As I grew older and recognized that more and more was being demanded of me in helping run the tobacco farm, I began to study harder in school to make certain that I would never work that hard physically again. While getting my grades up and juggling my working schedule, I placed my playfulness on hold until I was enrolled in college. My flair for creativity shifted to writing college essays. For me, an education meant freedom from farming. I would be the first person in my family to go to college. My father had quit school in eighth grade to make certain his family kept their family farm in spite of his dad’s failing health. His strong work ethics had been instilled in me and led to my academic success.

While striving to be successful, I began to listen to others’ voices more than mine. This desire to please others would ultimately leave me feeling less than capable to choose a career path where my natural gifts for creativity would flourish. In spite of a strong desire to be a professional singer, I became an elementary school teacher. Teaching first graders was good for me because I could make up lesson plans and decorate the classroom using my vivid imagination and artistic tendencies. Seeing children struggle with learning led me to becoming a school counselor for a few years.
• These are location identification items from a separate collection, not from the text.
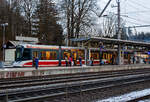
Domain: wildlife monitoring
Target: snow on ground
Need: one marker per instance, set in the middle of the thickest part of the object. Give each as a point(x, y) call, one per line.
point(128, 96)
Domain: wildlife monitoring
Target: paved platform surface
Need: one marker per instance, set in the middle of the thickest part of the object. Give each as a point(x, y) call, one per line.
point(22, 72)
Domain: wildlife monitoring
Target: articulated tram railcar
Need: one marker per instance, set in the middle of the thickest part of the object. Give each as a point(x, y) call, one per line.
point(48, 55)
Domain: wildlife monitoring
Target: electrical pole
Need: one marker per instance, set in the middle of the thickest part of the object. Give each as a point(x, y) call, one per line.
point(119, 34)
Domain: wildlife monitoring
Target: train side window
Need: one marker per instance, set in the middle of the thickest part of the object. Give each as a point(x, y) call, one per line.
point(48, 55)
point(43, 55)
point(53, 55)
point(35, 54)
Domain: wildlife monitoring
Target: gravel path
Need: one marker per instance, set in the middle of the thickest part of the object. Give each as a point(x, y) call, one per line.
point(94, 96)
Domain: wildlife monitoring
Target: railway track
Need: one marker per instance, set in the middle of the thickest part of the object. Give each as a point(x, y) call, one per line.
point(38, 89)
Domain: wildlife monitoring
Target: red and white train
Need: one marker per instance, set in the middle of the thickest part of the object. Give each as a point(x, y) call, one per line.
point(55, 55)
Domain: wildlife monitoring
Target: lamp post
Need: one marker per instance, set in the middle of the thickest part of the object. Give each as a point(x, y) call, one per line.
point(4, 28)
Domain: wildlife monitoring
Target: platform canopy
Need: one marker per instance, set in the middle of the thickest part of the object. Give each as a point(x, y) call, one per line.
point(112, 41)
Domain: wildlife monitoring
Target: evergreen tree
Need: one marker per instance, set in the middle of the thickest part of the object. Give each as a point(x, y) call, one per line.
point(47, 27)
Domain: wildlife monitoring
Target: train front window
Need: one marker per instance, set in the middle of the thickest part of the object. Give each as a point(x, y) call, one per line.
point(23, 54)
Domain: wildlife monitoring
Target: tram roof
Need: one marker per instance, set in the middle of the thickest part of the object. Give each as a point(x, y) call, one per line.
point(113, 41)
My priorities shifted when faced with colon cancer at forty-one. Sitting still for 16 chemotherapy treatments gave me the impetus to journal. I realized that choosing to live fully meant being myself. The little girl who found soft velvety green moss emerged with her strong voice and creative ideas once again. My passion for helping others and vision for inspiration pushed me into faithful actions towards ministry.

Finding my sweet inner creative child was a gift that quickly faded. Just as I was learning to play again, my husband died while playing basketball with our younger son and other boys at school. The irony of this life-changing event threw me into a depression. While the pile of grief books began to resemble the self-help section at a bookstore, I wondered if I should write a book sharing stories drawn from this tragedy.

Thirteen years later while flying home from Montana, the woman seated in front of me turned around and said, “You should write a book.” I was stunned to hear her say the very words that had been rolling around in my head like a hamster on a wheel since losing my husband. During the long flight, she had heard me sharing stories that can’t be made up with the passenger seated by me. In introducing herself to me, she handed me her business card.

Upon arriving home, I decided to do a Google search on Laura Munson, the author named on that card. My heart raced as I wrote her a note inquiring about the Haven Writing Retreats she leads in Whitefish, Montana. Two months later I boarded a plane heading to Montana seeking the keys to writing that book. Under the tall pines draped in snow, the soft green velvety moss emerged on a sunny afternoon and a little girl found her courage to share her stories. Listening to one’s heart opens the doors to creativity!